Should the bottom-up or top-down approach be adopted for personalized drug screening? If the bottom-up approach were to be taken where components of the tumor microenvironment are pieced together, to what extent does the tumor microenvironment need to be recapitulated in vitro? That is, what constitutes the minimum 3D tumor unit required for functional drug testing? For example, tumor microenvironment-targeting agents, such as antiangiogenic or immunological checkpoint blockade therapies, would require the presence of vasculature and immune cells. As described above, it is indeed possible to incorporate desired cellular interactions with spatiotemporal control to elicit in vivo–like tumor–stromal cross talk. ⁴² However, it may be challenging to obtain, identify, and expand patient-specific stromal cells for this bottom-up (reconstruction) approach. The tumor slice culture system and histocultures represent top-down approaches that take into full consideration the importance of the tumor microenvironment on drug response^68,69; however, limited patient tissue may hinder the feasibility and implementation of these approaches.

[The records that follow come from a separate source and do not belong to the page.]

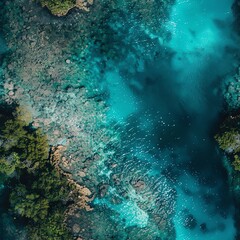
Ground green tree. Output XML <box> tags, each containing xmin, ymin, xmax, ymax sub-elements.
<box><xmin>10</xmin><ymin>184</ymin><xmax>49</xmax><ymax>222</ymax></box>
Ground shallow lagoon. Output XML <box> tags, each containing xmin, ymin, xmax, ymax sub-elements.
<box><xmin>0</xmin><ymin>0</ymin><xmax>239</xmax><ymax>240</ymax></box>
<box><xmin>100</xmin><ymin>0</ymin><xmax>236</xmax><ymax>240</ymax></box>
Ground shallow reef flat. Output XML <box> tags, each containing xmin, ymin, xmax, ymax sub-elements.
<box><xmin>1</xmin><ymin>0</ymin><xmax>175</xmax><ymax>240</ymax></box>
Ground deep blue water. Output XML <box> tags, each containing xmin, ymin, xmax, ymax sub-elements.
<box><xmin>99</xmin><ymin>0</ymin><xmax>237</xmax><ymax>240</ymax></box>
<box><xmin>0</xmin><ymin>0</ymin><xmax>237</xmax><ymax>240</ymax></box>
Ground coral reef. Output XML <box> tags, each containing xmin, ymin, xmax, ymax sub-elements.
<box><xmin>223</xmin><ymin>67</ymin><xmax>240</xmax><ymax>110</ymax></box>
<box><xmin>1</xmin><ymin>0</ymin><xmax>175</xmax><ymax>237</ymax></box>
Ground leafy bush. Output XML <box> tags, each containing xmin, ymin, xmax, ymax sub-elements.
<box><xmin>0</xmin><ymin>107</ymin><xmax>71</xmax><ymax>240</ymax></box>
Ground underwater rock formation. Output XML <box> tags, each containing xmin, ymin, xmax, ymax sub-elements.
<box><xmin>38</xmin><ymin>0</ymin><xmax>93</xmax><ymax>17</ymax></box>
<box><xmin>1</xmin><ymin>0</ymin><xmax>175</xmax><ymax>240</ymax></box>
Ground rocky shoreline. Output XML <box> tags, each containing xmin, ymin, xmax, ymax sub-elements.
<box><xmin>1</xmin><ymin>0</ymin><xmax>175</xmax><ymax>240</ymax></box>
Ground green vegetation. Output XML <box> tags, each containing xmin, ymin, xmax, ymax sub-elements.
<box><xmin>215</xmin><ymin>116</ymin><xmax>240</xmax><ymax>171</ymax></box>
<box><xmin>0</xmin><ymin>108</ymin><xmax>72</xmax><ymax>240</ymax></box>
<box><xmin>215</xmin><ymin>129</ymin><xmax>240</xmax><ymax>153</ymax></box>
<box><xmin>39</xmin><ymin>0</ymin><xmax>76</xmax><ymax>16</ymax></box>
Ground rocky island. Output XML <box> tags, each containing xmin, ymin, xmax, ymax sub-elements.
<box><xmin>0</xmin><ymin>0</ymin><xmax>240</xmax><ymax>240</ymax></box>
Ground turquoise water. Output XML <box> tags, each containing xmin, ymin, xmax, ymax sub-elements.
<box><xmin>0</xmin><ymin>0</ymin><xmax>238</xmax><ymax>240</ymax></box>
<box><xmin>98</xmin><ymin>0</ymin><xmax>237</xmax><ymax>240</ymax></box>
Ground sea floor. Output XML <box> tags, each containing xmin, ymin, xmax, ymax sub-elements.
<box><xmin>0</xmin><ymin>0</ymin><xmax>239</xmax><ymax>240</ymax></box>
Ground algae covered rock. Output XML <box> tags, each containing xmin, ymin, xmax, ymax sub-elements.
<box><xmin>39</xmin><ymin>0</ymin><xmax>93</xmax><ymax>17</ymax></box>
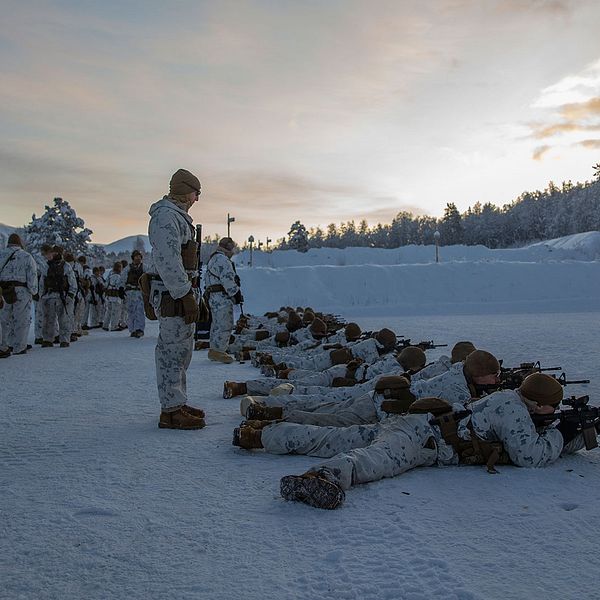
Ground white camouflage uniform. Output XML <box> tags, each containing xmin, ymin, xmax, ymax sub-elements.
<box><xmin>278</xmin><ymin>390</ymin><xmax>584</xmax><ymax>490</ymax></box>
<box><xmin>148</xmin><ymin>196</ymin><xmax>196</xmax><ymax>411</ymax></box>
<box><xmin>0</xmin><ymin>244</ymin><xmax>38</xmax><ymax>354</ymax></box>
<box><xmin>121</xmin><ymin>264</ymin><xmax>146</xmax><ymax>333</ymax></box>
<box><xmin>104</xmin><ymin>273</ymin><xmax>123</xmax><ymax>331</ymax></box>
<box><xmin>206</xmin><ymin>247</ymin><xmax>240</xmax><ymax>352</ymax></box>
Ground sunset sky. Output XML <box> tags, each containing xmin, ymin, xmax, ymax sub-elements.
<box><xmin>0</xmin><ymin>0</ymin><xmax>600</xmax><ymax>243</ymax></box>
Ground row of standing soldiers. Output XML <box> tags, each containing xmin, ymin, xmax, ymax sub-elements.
<box><xmin>0</xmin><ymin>234</ymin><xmax>145</xmax><ymax>358</ymax></box>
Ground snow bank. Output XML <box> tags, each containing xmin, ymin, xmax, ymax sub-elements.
<box><xmin>236</xmin><ymin>231</ymin><xmax>600</xmax><ymax>268</ymax></box>
<box><xmin>238</xmin><ymin>261</ymin><xmax>600</xmax><ymax>315</ymax></box>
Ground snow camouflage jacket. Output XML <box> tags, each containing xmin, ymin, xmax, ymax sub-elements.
<box><xmin>148</xmin><ymin>196</ymin><xmax>195</xmax><ymax>300</ymax></box>
<box><xmin>0</xmin><ymin>245</ymin><xmax>38</xmax><ymax>295</ymax></box>
<box><xmin>458</xmin><ymin>390</ymin><xmax>584</xmax><ymax>467</ymax></box>
<box><xmin>40</xmin><ymin>261</ymin><xmax>77</xmax><ymax>298</ymax></box>
<box><xmin>206</xmin><ymin>248</ymin><xmax>240</xmax><ymax>298</ymax></box>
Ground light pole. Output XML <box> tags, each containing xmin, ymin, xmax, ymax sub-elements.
<box><xmin>227</xmin><ymin>213</ymin><xmax>235</xmax><ymax>237</ymax></box>
<box><xmin>248</xmin><ymin>235</ymin><xmax>254</xmax><ymax>266</ymax></box>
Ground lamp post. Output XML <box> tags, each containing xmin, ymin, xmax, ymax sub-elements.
<box><xmin>227</xmin><ymin>213</ymin><xmax>235</xmax><ymax>237</ymax></box>
<box><xmin>433</xmin><ymin>229</ymin><xmax>442</xmax><ymax>262</ymax></box>
<box><xmin>248</xmin><ymin>235</ymin><xmax>254</xmax><ymax>266</ymax></box>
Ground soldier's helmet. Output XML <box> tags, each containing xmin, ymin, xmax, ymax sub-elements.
<box><xmin>219</xmin><ymin>238</ymin><xmax>236</xmax><ymax>252</ymax></box>
<box><xmin>375</xmin><ymin>327</ymin><xmax>396</xmax><ymax>350</ymax></box>
<box><xmin>344</xmin><ymin>323</ymin><xmax>362</xmax><ymax>342</ymax></box>
<box><xmin>450</xmin><ymin>341</ymin><xmax>477</xmax><ymax>364</ymax></box>
<box><xmin>397</xmin><ymin>346</ymin><xmax>427</xmax><ymax>371</ymax></box>
<box><xmin>310</xmin><ymin>318</ymin><xmax>327</xmax><ymax>339</ymax></box>
<box><xmin>286</xmin><ymin>310</ymin><xmax>302</xmax><ymax>331</ymax></box>
<box><xmin>465</xmin><ymin>350</ymin><xmax>500</xmax><ymax>377</ymax></box>
<box><xmin>519</xmin><ymin>373</ymin><xmax>563</xmax><ymax>407</ymax></box>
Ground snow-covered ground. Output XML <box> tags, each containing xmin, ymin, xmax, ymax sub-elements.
<box><xmin>0</xmin><ymin>312</ymin><xmax>600</xmax><ymax>600</ymax></box>
<box><xmin>236</xmin><ymin>231</ymin><xmax>600</xmax><ymax>316</ymax></box>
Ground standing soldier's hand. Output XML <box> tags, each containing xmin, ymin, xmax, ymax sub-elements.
<box><xmin>181</xmin><ymin>291</ymin><xmax>198</xmax><ymax>325</ymax></box>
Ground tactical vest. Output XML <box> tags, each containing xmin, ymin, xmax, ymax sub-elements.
<box><xmin>435</xmin><ymin>413</ymin><xmax>512</xmax><ymax>473</ymax></box>
<box><xmin>127</xmin><ymin>265</ymin><xmax>144</xmax><ymax>290</ymax></box>
<box><xmin>44</xmin><ymin>260</ymin><xmax>69</xmax><ymax>294</ymax></box>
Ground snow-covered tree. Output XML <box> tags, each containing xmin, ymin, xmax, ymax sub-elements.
<box><xmin>288</xmin><ymin>221</ymin><xmax>308</xmax><ymax>252</ymax></box>
<box><xmin>25</xmin><ymin>198</ymin><xmax>92</xmax><ymax>256</ymax></box>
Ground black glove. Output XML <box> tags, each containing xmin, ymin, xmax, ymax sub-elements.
<box><xmin>556</xmin><ymin>420</ymin><xmax>579</xmax><ymax>446</ymax></box>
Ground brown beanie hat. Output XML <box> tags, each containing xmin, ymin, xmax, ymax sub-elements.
<box><xmin>450</xmin><ymin>342</ymin><xmax>477</xmax><ymax>364</ymax></box>
<box><xmin>465</xmin><ymin>350</ymin><xmax>500</xmax><ymax>377</ymax></box>
<box><xmin>398</xmin><ymin>346</ymin><xmax>427</xmax><ymax>371</ymax></box>
<box><xmin>302</xmin><ymin>309</ymin><xmax>315</xmax><ymax>325</ymax></box>
<box><xmin>344</xmin><ymin>323</ymin><xmax>362</xmax><ymax>342</ymax></box>
<box><xmin>286</xmin><ymin>310</ymin><xmax>302</xmax><ymax>331</ymax></box>
<box><xmin>169</xmin><ymin>169</ymin><xmax>200</xmax><ymax>196</ymax></box>
<box><xmin>519</xmin><ymin>373</ymin><xmax>563</xmax><ymax>406</ymax></box>
<box><xmin>375</xmin><ymin>327</ymin><xmax>396</xmax><ymax>350</ymax></box>
<box><xmin>275</xmin><ymin>331</ymin><xmax>290</xmax><ymax>344</ymax></box>
<box><xmin>310</xmin><ymin>318</ymin><xmax>327</xmax><ymax>338</ymax></box>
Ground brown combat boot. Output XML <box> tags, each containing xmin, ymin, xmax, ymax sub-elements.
<box><xmin>223</xmin><ymin>381</ymin><xmax>248</xmax><ymax>399</ymax></box>
<box><xmin>181</xmin><ymin>404</ymin><xmax>206</xmax><ymax>419</ymax></box>
<box><xmin>246</xmin><ymin>402</ymin><xmax>283</xmax><ymax>421</ymax></box>
<box><xmin>231</xmin><ymin>423</ymin><xmax>263</xmax><ymax>450</ymax></box>
<box><xmin>158</xmin><ymin>407</ymin><xmax>206</xmax><ymax>429</ymax></box>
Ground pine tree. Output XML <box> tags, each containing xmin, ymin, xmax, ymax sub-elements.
<box><xmin>25</xmin><ymin>198</ymin><xmax>92</xmax><ymax>256</ymax></box>
<box><xmin>288</xmin><ymin>221</ymin><xmax>308</xmax><ymax>252</ymax></box>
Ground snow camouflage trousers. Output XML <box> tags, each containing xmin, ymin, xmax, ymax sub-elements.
<box><xmin>154</xmin><ymin>316</ymin><xmax>196</xmax><ymax>410</ymax></box>
<box><xmin>126</xmin><ymin>290</ymin><xmax>146</xmax><ymax>333</ymax></box>
<box><xmin>311</xmin><ymin>415</ymin><xmax>438</xmax><ymax>490</ymax></box>
<box><xmin>208</xmin><ymin>292</ymin><xmax>233</xmax><ymax>352</ymax></box>
<box><xmin>0</xmin><ymin>286</ymin><xmax>31</xmax><ymax>354</ymax></box>
<box><xmin>33</xmin><ymin>300</ymin><xmax>44</xmax><ymax>340</ymax></box>
<box><xmin>40</xmin><ymin>294</ymin><xmax>73</xmax><ymax>342</ymax></box>
<box><xmin>103</xmin><ymin>296</ymin><xmax>122</xmax><ymax>331</ymax></box>
<box><xmin>261</xmin><ymin>423</ymin><xmax>380</xmax><ymax>458</ymax></box>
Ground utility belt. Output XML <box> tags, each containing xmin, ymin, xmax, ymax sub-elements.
<box><xmin>204</xmin><ymin>283</ymin><xmax>227</xmax><ymax>294</ymax></box>
<box><xmin>435</xmin><ymin>413</ymin><xmax>512</xmax><ymax>473</ymax></box>
<box><xmin>0</xmin><ymin>280</ymin><xmax>27</xmax><ymax>304</ymax></box>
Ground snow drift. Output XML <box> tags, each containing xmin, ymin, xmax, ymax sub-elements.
<box><xmin>237</xmin><ymin>231</ymin><xmax>600</xmax><ymax>315</ymax></box>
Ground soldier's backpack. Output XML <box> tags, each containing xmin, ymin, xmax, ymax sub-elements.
<box><xmin>44</xmin><ymin>260</ymin><xmax>69</xmax><ymax>294</ymax></box>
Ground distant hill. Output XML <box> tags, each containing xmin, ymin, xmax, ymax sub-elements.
<box><xmin>97</xmin><ymin>235</ymin><xmax>150</xmax><ymax>254</ymax></box>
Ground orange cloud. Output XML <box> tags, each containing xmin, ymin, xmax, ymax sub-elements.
<box><xmin>531</xmin><ymin>145</ymin><xmax>551</xmax><ymax>160</ymax></box>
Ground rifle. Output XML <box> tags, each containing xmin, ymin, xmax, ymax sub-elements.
<box><xmin>395</xmin><ymin>338</ymin><xmax>448</xmax><ymax>352</ymax></box>
<box><xmin>194</xmin><ymin>223</ymin><xmax>211</xmax><ymax>340</ymax></box>
<box><xmin>531</xmin><ymin>396</ymin><xmax>600</xmax><ymax>450</ymax></box>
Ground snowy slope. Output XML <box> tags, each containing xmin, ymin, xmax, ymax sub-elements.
<box><xmin>236</xmin><ymin>231</ymin><xmax>600</xmax><ymax>268</ymax></box>
<box><xmin>98</xmin><ymin>234</ymin><xmax>150</xmax><ymax>254</ymax></box>
<box><xmin>0</xmin><ymin>313</ymin><xmax>600</xmax><ymax>600</ymax></box>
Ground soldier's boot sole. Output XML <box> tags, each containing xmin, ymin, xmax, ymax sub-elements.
<box><xmin>279</xmin><ymin>475</ymin><xmax>346</xmax><ymax>510</ymax></box>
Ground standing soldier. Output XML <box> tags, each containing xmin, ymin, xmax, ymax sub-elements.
<box><xmin>32</xmin><ymin>244</ymin><xmax>52</xmax><ymax>344</ymax></box>
<box><xmin>121</xmin><ymin>250</ymin><xmax>146</xmax><ymax>338</ymax></box>
<box><xmin>0</xmin><ymin>233</ymin><xmax>38</xmax><ymax>354</ymax></box>
<box><xmin>40</xmin><ymin>246</ymin><xmax>77</xmax><ymax>348</ymax></box>
<box><xmin>148</xmin><ymin>169</ymin><xmax>205</xmax><ymax>429</ymax></box>
<box><xmin>104</xmin><ymin>261</ymin><xmax>124</xmax><ymax>331</ymax></box>
<box><xmin>206</xmin><ymin>238</ymin><xmax>243</xmax><ymax>363</ymax></box>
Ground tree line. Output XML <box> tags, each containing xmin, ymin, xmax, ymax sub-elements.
<box><xmin>274</xmin><ymin>163</ymin><xmax>600</xmax><ymax>252</ymax></box>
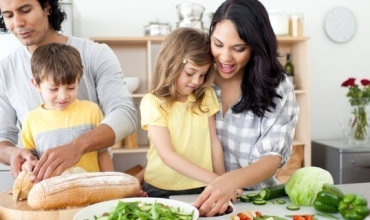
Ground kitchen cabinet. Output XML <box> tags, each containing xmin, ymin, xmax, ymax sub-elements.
<box><xmin>91</xmin><ymin>36</ymin><xmax>311</xmax><ymax>174</ymax></box>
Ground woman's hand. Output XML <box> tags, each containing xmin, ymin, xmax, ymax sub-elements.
<box><xmin>22</xmin><ymin>161</ymin><xmax>35</xmax><ymax>173</ymax></box>
<box><xmin>194</xmin><ymin>175</ymin><xmax>237</xmax><ymax>217</ymax></box>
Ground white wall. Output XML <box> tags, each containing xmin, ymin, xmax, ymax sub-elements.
<box><xmin>0</xmin><ymin>33</ymin><xmax>22</xmax><ymax>60</ymax></box>
<box><xmin>63</xmin><ymin>0</ymin><xmax>370</xmax><ymax>139</ymax></box>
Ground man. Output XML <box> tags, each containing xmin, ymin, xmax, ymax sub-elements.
<box><xmin>0</xmin><ymin>0</ymin><xmax>136</xmax><ymax>182</ymax></box>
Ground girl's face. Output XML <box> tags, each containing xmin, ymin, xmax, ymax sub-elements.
<box><xmin>211</xmin><ymin>20</ymin><xmax>253</xmax><ymax>79</ymax></box>
<box><xmin>32</xmin><ymin>78</ymin><xmax>78</xmax><ymax>110</ymax></box>
<box><xmin>176</xmin><ymin>60</ymin><xmax>211</xmax><ymax>102</ymax></box>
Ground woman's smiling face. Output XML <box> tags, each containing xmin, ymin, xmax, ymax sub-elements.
<box><xmin>211</xmin><ymin>20</ymin><xmax>252</xmax><ymax>79</ymax></box>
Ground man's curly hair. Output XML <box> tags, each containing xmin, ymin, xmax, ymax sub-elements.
<box><xmin>0</xmin><ymin>0</ymin><xmax>67</xmax><ymax>33</ymax></box>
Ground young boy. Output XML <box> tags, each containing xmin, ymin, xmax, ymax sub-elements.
<box><xmin>22</xmin><ymin>43</ymin><xmax>113</xmax><ymax>172</ymax></box>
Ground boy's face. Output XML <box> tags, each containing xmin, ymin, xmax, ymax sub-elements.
<box><xmin>32</xmin><ymin>77</ymin><xmax>78</xmax><ymax>110</ymax></box>
<box><xmin>0</xmin><ymin>0</ymin><xmax>51</xmax><ymax>46</ymax></box>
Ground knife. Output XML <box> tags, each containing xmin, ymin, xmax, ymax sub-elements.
<box><xmin>13</xmin><ymin>173</ymin><xmax>25</xmax><ymax>204</ymax></box>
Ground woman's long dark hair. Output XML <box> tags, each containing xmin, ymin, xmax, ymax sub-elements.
<box><xmin>210</xmin><ymin>0</ymin><xmax>285</xmax><ymax>118</ymax></box>
<box><xmin>0</xmin><ymin>0</ymin><xmax>67</xmax><ymax>33</ymax></box>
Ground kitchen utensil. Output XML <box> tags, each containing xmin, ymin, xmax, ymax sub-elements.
<box><xmin>73</xmin><ymin>197</ymin><xmax>199</xmax><ymax>220</ymax></box>
<box><xmin>0</xmin><ymin>190</ymin><xmax>81</xmax><ymax>220</ymax></box>
<box><xmin>13</xmin><ymin>176</ymin><xmax>24</xmax><ymax>204</ymax></box>
<box><xmin>125</xmin><ymin>131</ymin><xmax>137</xmax><ymax>149</ymax></box>
<box><xmin>176</xmin><ymin>2</ymin><xmax>204</xmax><ymax>21</ymax></box>
<box><xmin>144</xmin><ymin>22</ymin><xmax>171</xmax><ymax>36</ymax></box>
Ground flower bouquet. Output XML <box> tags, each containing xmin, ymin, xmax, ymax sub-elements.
<box><xmin>342</xmin><ymin>78</ymin><xmax>370</xmax><ymax>143</ymax></box>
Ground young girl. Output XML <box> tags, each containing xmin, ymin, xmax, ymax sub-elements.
<box><xmin>140</xmin><ymin>28</ymin><xmax>225</xmax><ymax>197</ymax></box>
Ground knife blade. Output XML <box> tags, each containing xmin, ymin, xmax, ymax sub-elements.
<box><xmin>13</xmin><ymin>171</ymin><xmax>25</xmax><ymax>204</ymax></box>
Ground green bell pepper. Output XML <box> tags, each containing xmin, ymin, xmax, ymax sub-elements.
<box><xmin>338</xmin><ymin>193</ymin><xmax>370</xmax><ymax>220</ymax></box>
<box><xmin>313</xmin><ymin>190</ymin><xmax>341</xmax><ymax>213</ymax></box>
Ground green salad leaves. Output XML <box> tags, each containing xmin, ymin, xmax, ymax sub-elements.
<box><xmin>95</xmin><ymin>201</ymin><xmax>194</xmax><ymax>220</ymax></box>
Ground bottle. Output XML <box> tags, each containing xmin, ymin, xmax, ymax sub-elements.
<box><xmin>284</xmin><ymin>53</ymin><xmax>294</xmax><ymax>85</ymax></box>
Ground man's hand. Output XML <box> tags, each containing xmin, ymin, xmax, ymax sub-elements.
<box><xmin>7</xmin><ymin>146</ymin><xmax>37</xmax><ymax>179</ymax></box>
<box><xmin>31</xmin><ymin>143</ymin><xmax>83</xmax><ymax>183</ymax></box>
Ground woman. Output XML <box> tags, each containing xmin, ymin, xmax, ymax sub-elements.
<box><xmin>194</xmin><ymin>0</ymin><xmax>299</xmax><ymax>216</ymax></box>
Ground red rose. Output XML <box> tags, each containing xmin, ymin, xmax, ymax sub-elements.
<box><xmin>342</xmin><ymin>78</ymin><xmax>356</xmax><ymax>87</ymax></box>
<box><xmin>361</xmin><ymin>79</ymin><xmax>370</xmax><ymax>86</ymax></box>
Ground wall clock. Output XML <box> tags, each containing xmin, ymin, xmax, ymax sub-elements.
<box><xmin>324</xmin><ymin>7</ymin><xmax>357</xmax><ymax>43</ymax></box>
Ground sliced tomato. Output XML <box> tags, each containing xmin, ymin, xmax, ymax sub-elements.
<box><xmin>237</xmin><ymin>213</ymin><xmax>252</xmax><ymax>220</ymax></box>
<box><xmin>256</xmin><ymin>212</ymin><xmax>262</xmax><ymax>218</ymax></box>
<box><xmin>293</xmin><ymin>215</ymin><xmax>305</xmax><ymax>220</ymax></box>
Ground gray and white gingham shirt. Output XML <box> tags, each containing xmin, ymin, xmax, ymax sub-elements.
<box><xmin>213</xmin><ymin>80</ymin><xmax>299</xmax><ymax>190</ymax></box>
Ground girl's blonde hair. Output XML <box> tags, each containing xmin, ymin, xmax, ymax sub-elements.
<box><xmin>151</xmin><ymin>27</ymin><xmax>214</xmax><ymax>112</ymax></box>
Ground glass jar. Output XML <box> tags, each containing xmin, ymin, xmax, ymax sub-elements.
<box><xmin>289</xmin><ymin>13</ymin><xmax>303</xmax><ymax>37</ymax></box>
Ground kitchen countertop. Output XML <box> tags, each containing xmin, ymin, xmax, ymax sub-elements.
<box><xmin>170</xmin><ymin>182</ymin><xmax>370</xmax><ymax>220</ymax></box>
<box><xmin>337</xmin><ymin>182</ymin><xmax>370</xmax><ymax>200</ymax></box>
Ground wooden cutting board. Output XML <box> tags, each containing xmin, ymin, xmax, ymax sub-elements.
<box><xmin>0</xmin><ymin>190</ymin><xmax>81</xmax><ymax>220</ymax></box>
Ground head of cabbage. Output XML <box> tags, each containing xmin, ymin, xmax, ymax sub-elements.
<box><xmin>285</xmin><ymin>167</ymin><xmax>334</xmax><ymax>206</ymax></box>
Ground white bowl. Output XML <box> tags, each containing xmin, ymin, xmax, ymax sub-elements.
<box><xmin>73</xmin><ymin>197</ymin><xmax>199</xmax><ymax>220</ymax></box>
<box><xmin>123</xmin><ymin>76</ymin><xmax>140</xmax><ymax>93</ymax></box>
<box><xmin>198</xmin><ymin>202</ymin><xmax>236</xmax><ymax>220</ymax></box>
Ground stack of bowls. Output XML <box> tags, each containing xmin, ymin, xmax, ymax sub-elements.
<box><xmin>176</xmin><ymin>2</ymin><xmax>204</xmax><ymax>30</ymax></box>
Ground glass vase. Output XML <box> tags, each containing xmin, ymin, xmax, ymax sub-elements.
<box><xmin>342</xmin><ymin>98</ymin><xmax>370</xmax><ymax>146</ymax></box>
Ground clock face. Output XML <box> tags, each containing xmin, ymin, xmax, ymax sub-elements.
<box><xmin>324</xmin><ymin>7</ymin><xmax>357</xmax><ymax>43</ymax></box>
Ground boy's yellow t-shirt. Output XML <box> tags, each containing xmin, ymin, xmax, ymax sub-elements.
<box><xmin>140</xmin><ymin>88</ymin><xmax>219</xmax><ymax>190</ymax></box>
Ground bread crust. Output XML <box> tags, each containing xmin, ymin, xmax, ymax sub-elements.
<box><xmin>13</xmin><ymin>171</ymin><xmax>33</xmax><ymax>202</ymax></box>
<box><xmin>27</xmin><ymin>172</ymin><xmax>140</xmax><ymax>210</ymax></box>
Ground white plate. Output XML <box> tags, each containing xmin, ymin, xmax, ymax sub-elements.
<box><xmin>73</xmin><ymin>197</ymin><xmax>199</xmax><ymax>220</ymax></box>
<box><xmin>198</xmin><ymin>202</ymin><xmax>238</xmax><ymax>220</ymax></box>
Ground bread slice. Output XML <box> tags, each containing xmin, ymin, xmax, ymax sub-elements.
<box><xmin>27</xmin><ymin>172</ymin><xmax>140</xmax><ymax>210</ymax></box>
<box><xmin>13</xmin><ymin>171</ymin><xmax>33</xmax><ymax>202</ymax></box>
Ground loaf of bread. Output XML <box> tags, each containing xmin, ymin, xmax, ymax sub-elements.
<box><xmin>27</xmin><ymin>172</ymin><xmax>140</xmax><ymax>210</ymax></box>
<box><xmin>13</xmin><ymin>171</ymin><xmax>33</xmax><ymax>201</ymax></box>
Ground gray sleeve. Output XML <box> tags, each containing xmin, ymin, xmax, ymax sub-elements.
<box><xmin>0</xmin><ymin>68</ymin><xmax>19</xmax><ymax>144</ymax></box>
<box><xmin>91</xmin><ymin>44</ymin><xmax>137</xmax><ymax>142</ymax></box>
<box><xmin>252</xmin><ymin>79</ymin><xmax>299</xmax><ymax>166</ymax></box>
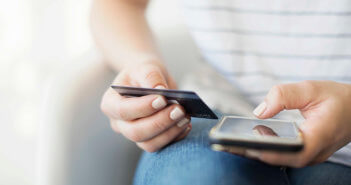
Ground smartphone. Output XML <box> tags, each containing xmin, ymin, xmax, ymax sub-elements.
<box><xmin>209</xmin><ymin>116</ymin><xmax>304</xmax><ymax>152</ymax></box>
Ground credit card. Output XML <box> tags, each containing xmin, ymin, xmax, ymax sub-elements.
<box><xmin>111</xmin><ymin>85</ymin><xmax>218</xmax><ymax>119</ymax></box>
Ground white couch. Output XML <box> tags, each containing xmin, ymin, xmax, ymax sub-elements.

Development of New Approaches to Assess Cellular Response in Heterogeneous Tumors

Given the heterogeneity of primary tumor tissues, what methods should be employed to assess the degree of heterogeneity in drug response? This heterogeneity in response refers to that arising from the presence of stroma and different tumor clones. Notably, drug efficacy in vitro has traditionally been assessed as an averaged global response, evaluated using standard assays such as those based on tetrazolium or resazurin reduction or by measuring the amount of cellular ATP. Such an approach formed the basis for early chemosensitivity assays using patient cells.^69,70 The use of more precise analytical methods, such as high-content imaging, to identify specifically the subpopulations of cells that are sensitive or resistant to drug treatment may require the creative generation of novel drug response evaluation criteria to correlate in vitro drug response with clinical efficacy.^71–74

In summary, we have made significant advances to an unprecedented level to model cancer with much greater accuracy for precision medicine, in moving from the use of simplistic monolayer culture methods to the use of primary tumor sources and sophisticated 3D systems. These advances are fundamentally built on the recognition that the tumor microenvironment and tumor heterogeneity play a critical role in tumor progression and therapeutic resistance. With further improvements in 3D tumor modeling, we are likely to ultimately have the means to develop reliable 3D ‘patient avatars’ that can guide therapeutic selection in the clinic for cancer patients.